Using a similar analysis to the competition model, it can be shown that the steady states (0,0), (1,0) and (0,1) are unstable. When \(a_{12}a_{21}<1\) there is a stable coexistence steady state. See Figure 4.6.

import numpy as np
import matplotlib.pyplot as plt
import scipy
from scipy.integrate import odeint



n_1_vec=np.linspace(0,5,100)


# Define the symbiosis model
def rhs_sym_model(x,t):
  rhs=np.zeros_like(x)
  n_1=x[0]
  n_2=x[1]
  dn_1_dt=n_1*(1-n_1)+a_12*n_1*n_2
  dn_2_dt=rho*(n_2*(1-n_2)+a_21*n_1*n_2)
  rhs[0]=dn_1_dt
  rhs[1]=dn_2_dt
  return rhs

# Compute the quantities for plotting the phase plane
def ComputeSymbiosisSol(a_12,a_21,n_1_vec):
    t = np.linspace(0, 4, 1000)

    init_cond1=[0.75,0.75]
    init_cond2=[0.15,0.15]
    init_cond3=[2.5,0.5]

    alpha=2.0
    sol1 = odeint(rhs_sym_model, init_cond1,t)
    sol2 = odeint(rhs_sym_model, init_cond2,t)
    sol3 = odeint(rhs_sym_model, init_cond3,t)

    num_steady_states=3
    fourth_ss_condition= ((a_12*a_21<1))
    if fourth_ss_condition==True:
        num_steady_states=4

    ss=np.zeros((num_steady_states,2),dtype=float)
    ss[0,:]=[0,0]
    ss[1,:]=[1,0]
    ss[2,:]=[0,1]
    if fourth_ss_condition==True:
        ss[3,:]=[(1+a_12)/(1-a_12*a_21),(1+a_21)/(1-a_12*a_21)]


    n1_ncline_1_n_1=[0,0]    
    n1_ncline_1_n_2=[0,5]   
    n1_ncline_2_n_2=1/a_12*(n_1_vec-1)
    n2_ncline_1_n_1=[0,5]    
    n2_ncline_1_n_2=[0,0]   
    n2_ncline_2_n_2=1+a_21*(n_1_vec)

    return sol1,sol2,sol3,ss,n1_ncline_1_n_1,n1_ncline_1_n_2,n1_ncline_2_n_2,n2_ncline_1_n_1,n2_ncline_1_n_2,n2_ncline_2_n_2

# Define model parameters
a_12=0.5
a_21=0.4

# Compute quantities
sol1,sol2,sol3,ss, n1_ncline_1_n_1,n1_ncline_1_n_2,n1_ncline_2_n_2,n2_ncline_1_n_1,n2_ncline_1_n_2,n2_ncline_2_n_2=ComputeSymbiosisSol(a_12,a_21,n_1_vec)

# PLot phase plane
fig, ax = plt.subplots(1,2)
ax[0].plot(n1_ncline_1_n_1,n1_ncline_1_n_2,'k--')
ax[0].plot(n_1_vec,n1_ncline_2_n_2,'k--')
ax[0].plot(n2_ncline_1_n_1,n2_ncline_1_n_2,'r--')
ax[0].plot(n_1_vec,n2_ncline_2_n_2,'r--')

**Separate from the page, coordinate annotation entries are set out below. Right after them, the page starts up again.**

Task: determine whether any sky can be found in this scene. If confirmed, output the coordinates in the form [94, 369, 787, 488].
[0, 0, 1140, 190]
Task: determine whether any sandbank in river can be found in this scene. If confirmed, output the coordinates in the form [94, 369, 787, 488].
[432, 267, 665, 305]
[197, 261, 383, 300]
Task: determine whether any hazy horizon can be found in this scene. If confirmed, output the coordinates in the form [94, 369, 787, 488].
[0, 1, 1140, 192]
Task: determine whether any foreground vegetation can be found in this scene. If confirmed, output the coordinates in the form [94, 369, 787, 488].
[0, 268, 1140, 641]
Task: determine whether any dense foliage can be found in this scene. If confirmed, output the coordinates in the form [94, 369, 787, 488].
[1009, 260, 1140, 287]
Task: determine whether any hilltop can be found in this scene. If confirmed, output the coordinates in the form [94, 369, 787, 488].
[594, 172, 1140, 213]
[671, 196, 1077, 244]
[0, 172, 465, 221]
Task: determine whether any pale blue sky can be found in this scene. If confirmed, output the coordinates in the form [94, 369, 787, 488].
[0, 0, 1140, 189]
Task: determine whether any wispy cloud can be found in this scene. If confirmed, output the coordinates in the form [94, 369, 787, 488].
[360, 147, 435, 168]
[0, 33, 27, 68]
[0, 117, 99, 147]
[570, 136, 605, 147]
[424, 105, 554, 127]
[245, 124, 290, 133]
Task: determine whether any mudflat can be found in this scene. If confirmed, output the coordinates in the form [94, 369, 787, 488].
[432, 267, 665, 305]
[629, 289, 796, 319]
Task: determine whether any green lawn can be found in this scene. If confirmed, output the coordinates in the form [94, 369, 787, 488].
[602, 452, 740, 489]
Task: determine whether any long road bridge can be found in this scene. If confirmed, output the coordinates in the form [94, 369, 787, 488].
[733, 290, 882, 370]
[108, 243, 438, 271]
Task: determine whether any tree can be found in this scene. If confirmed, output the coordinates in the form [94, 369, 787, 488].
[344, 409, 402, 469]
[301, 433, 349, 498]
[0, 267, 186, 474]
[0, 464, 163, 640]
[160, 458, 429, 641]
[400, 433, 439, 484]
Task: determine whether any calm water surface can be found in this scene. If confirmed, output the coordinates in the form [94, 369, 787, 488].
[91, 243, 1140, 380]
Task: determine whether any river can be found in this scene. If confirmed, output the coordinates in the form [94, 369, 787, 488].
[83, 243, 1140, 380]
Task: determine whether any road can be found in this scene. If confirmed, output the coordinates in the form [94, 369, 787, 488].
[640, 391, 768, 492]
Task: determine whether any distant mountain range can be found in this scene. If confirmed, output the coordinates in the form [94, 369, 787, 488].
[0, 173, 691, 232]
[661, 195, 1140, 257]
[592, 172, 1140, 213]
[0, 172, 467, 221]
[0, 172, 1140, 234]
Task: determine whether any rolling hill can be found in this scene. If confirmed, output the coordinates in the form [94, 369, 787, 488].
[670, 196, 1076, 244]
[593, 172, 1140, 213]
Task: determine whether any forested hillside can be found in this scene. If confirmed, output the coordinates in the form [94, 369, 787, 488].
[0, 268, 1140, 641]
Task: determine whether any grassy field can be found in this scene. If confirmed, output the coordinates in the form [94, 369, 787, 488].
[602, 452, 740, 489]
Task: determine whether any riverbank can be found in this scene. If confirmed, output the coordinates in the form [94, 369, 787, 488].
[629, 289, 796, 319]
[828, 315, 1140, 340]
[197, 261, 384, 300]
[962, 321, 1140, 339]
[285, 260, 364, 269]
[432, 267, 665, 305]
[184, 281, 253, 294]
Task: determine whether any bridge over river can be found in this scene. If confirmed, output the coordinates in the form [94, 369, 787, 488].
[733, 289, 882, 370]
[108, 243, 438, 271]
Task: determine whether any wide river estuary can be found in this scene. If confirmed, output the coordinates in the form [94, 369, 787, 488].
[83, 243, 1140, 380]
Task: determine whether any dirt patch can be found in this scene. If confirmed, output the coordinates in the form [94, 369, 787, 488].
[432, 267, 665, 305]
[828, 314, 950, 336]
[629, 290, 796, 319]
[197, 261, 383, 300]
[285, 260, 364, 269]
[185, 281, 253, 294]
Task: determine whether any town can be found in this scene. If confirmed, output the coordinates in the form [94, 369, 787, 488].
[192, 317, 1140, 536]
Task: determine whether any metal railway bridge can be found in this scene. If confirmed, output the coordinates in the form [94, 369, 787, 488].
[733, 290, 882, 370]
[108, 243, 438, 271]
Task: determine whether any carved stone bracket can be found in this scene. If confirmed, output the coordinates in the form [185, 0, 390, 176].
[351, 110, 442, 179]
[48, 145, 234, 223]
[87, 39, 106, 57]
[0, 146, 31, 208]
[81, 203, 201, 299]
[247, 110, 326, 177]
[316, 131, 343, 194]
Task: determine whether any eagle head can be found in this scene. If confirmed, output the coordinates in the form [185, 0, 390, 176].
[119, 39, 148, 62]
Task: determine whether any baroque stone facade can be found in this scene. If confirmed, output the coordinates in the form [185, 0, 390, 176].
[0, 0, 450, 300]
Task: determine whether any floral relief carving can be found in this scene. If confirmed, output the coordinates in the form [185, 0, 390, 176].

ax[0].plot(sol1[:,0],sol1[:,1],sol2[:,0],sol2[:,1],sol3[:,0],sol3[:,1])
ax[0].plot(ss[:,0],ss[:,1],'k*')
ax[0].set_xlabel('$n_1$')
ax[0].set_ylabel('$n_2$')

ax[0].set_xlim([-0.05,2.5])
ax[0].set_ylim([-0.05,2.5])


# Try different parameters
a_12=1.5
a_21=0.8

# Recompute quantities
sol1,sol2,sol3,ss, n1_ncline_1_n_1,n1_ncline_1_n_2,n1_ncline_2_n_2,n2_ncline_1_n_1,n2_ncline_1_n_2,n2_ncline_2_n_2=ComputeSymbiosisSol(a_12,a_21,n_1_vec)

# Plot results
ax[1].plot(n1_ncline_1_n_1,n1_ncline_1_n_2,'k--')
ax[1].plot(n_1_vec,n1_ncline_2_n_2,'k--')
ax[1].plot(n2_ncline_1_n_1,n2_ncline_1_n_2,'r--')
ax[1].plot(n_1_vec,n2_ncline_2_n_2,'r--')

ax[1].plot(sol1[:,0],sol1[:,1],sol2[:,0],sol2[:,1],sol3[:,0],sol3[:,1])
ax[1].plot(ss[:,0],ss[:,1],'k*')
ax[1].set_xlabel('$n_1$')
ax[1].set_ylabel('$n_2$')

ax[1].set_xlim([-0.05,2.5])
ax[1].set_ylim([-0.05,2.5])

plt.tight_layout()
plt.grid()
plt.show()

Figure 4.6: Numerical solution of the symbiosis model

4.4.5 Insight

The important parameter in the model is the product \(a_{12}a_{21}\). This quantifies the total amount of cooperativity in the model. All steady states that involve the extinction of a species are unstable. In the case where if \(a_{12}a_{21}<1\) there is a stable steady state. Note that steady states of both variables are higher than they would be in the absence of the other species. In the \(a_{12}a_{21}>1\) there is no coexistence steady state and both populations grow in an unbounded manner.